Pengamat Teknologi Informasi Heru Sutadi menilai tudingan pemerintah Amerika Serikat (AS) terhadap Indonesia terkait minimnya transparansi regulasi digital dan perlindungan Hak Kekayaan Intelektual (HKI) sebagai tuduhan yang mengada-ada dan bermuatan tekanan politik dagang.
Pernyataan ini disampaikan menyusul laporan tahunan National Trade Estimate Report on Foreign Trade Barriers 2025 yang dirilis oleh United States Trade Representative (USTR), yang mencantumkan Indonesia sebagai negara dengan berbagai hambatan perdagangan, termasuk dalam hal sistem pembayaran dan perlindungan HKI.
“Kalau begitu, repot ya. Kita mau negosiasi, malah ditekan. Regulasi digital di Indonesia sangat transparan dan fair untuk semua pemain, termasuk asing,” kata Heru kepada inilah.com, Senin (21/4/2025).
QRIS dan GPN Disorot, Heru: Itu Persaingan, Bukan Diskriminasi
AS menyoroti penggunaan sistem Quick Response Code Indonesian Standard (QRIS) dan program nasional Gerbang Pembayaran Nasional (GPN) sebagai potensi hambatan akses bagi penyedia jasa pembayaran asing seperti Visa dan MasterCard.
Namun Heru menilai tudingan tersebut tidak berdasar. Menurutnya, kehadiran pemain internasional di sektor pembayaran Indonesia tetap berjalan tanpa hambatan berarti.

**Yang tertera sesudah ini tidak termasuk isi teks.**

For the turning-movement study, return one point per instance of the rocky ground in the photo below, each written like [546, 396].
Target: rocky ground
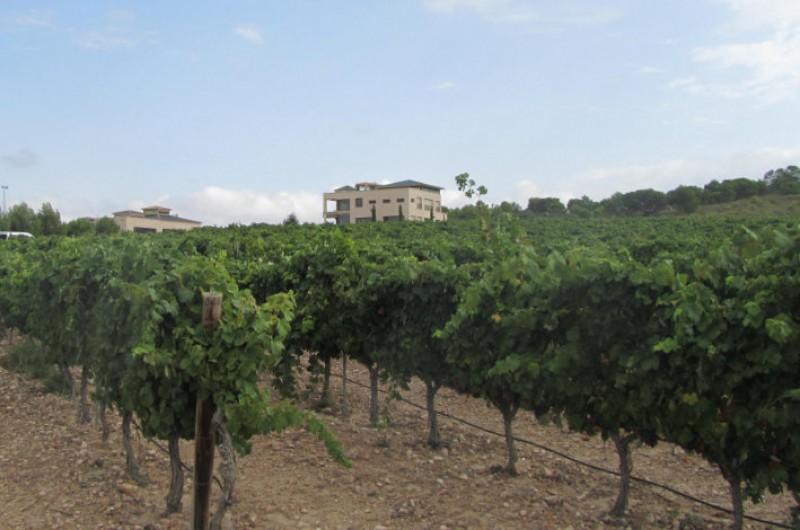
[56, 473]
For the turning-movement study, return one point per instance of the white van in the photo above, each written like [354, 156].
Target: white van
[9, 235]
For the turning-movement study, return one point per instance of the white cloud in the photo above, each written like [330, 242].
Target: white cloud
[222, 206]
[107, 39]
[650, 70]
[249, 33]
[24, 157]
[454, 198]
[42, 19]
[445, 85]
[497, 10]
[767, 69]
[600, 183]
[569, 13]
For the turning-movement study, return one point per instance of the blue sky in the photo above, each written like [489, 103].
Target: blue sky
[247, 110]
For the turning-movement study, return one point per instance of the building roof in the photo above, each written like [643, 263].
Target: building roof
[411, 184]
[160, 216]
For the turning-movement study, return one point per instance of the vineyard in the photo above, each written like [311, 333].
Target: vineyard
[676, 334]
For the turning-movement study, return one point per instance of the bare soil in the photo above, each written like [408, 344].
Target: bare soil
[56, 473]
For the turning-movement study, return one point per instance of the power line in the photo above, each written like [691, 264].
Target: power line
[580, 462]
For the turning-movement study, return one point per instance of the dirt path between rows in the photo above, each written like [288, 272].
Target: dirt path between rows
[56, 473]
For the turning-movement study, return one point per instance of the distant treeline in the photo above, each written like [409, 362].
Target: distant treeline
[47, 222]
[682, 200]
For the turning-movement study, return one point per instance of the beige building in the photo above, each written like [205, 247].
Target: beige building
[405, 200]
[152, 219]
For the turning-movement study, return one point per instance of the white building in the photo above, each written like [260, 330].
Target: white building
[366, 202]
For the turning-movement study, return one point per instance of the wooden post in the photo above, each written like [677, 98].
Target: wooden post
[203, 431]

“Visa dan MasterCard bebas beroperasi di Indonesia. QRIS dipakai luas karena lebih inklusif, bukan karena kita menutup akses asing. Itu hasil kompetisi,” ujarnya.
Ia menegaskan bahwa sistem pembayaran nasional justru hadir untuk meningkatkan efisiensi dan keterhubungan antar sistem, bukan sebagai mekanisme penghalang.
“GPN itu tujuannya integrasi, bukan isolasi. Negara lain juga melakukan hal serupa. Apa salahnya kita memperkuat sistem sendiri?” tambahnya.
AS Dinilai Cari-cari Alasan Tekan Indonesia
Lebih jauh, Heru menyatakan bahwa tuduhan AS terkait sistem pembayaran dan perlindungan HKI bisa jadi hanyalah bagian dari strategi dagang dalam merespons kebijakan tarif resiprokal Indonesia.
“Jangan-jangan ini cuma cara mereka melemahkan posisi kita di meja perundingan. Kalau kita turuti sekarang, besok bisa muncul permintaan lain yang lebih mengada-ada,” ujarnya.
Heru pun menyindir sikap AS yang disebutnya tidak konsisten dengan prinsip dagang yang adil.
“Maksud hati negosiasi, malah dicari-cari. Sekali-sekali Indonesia yang katanya Macan Asia, perlu mengaum. Jangan cuma mengembik, apalagi membebek,” pungkasnya.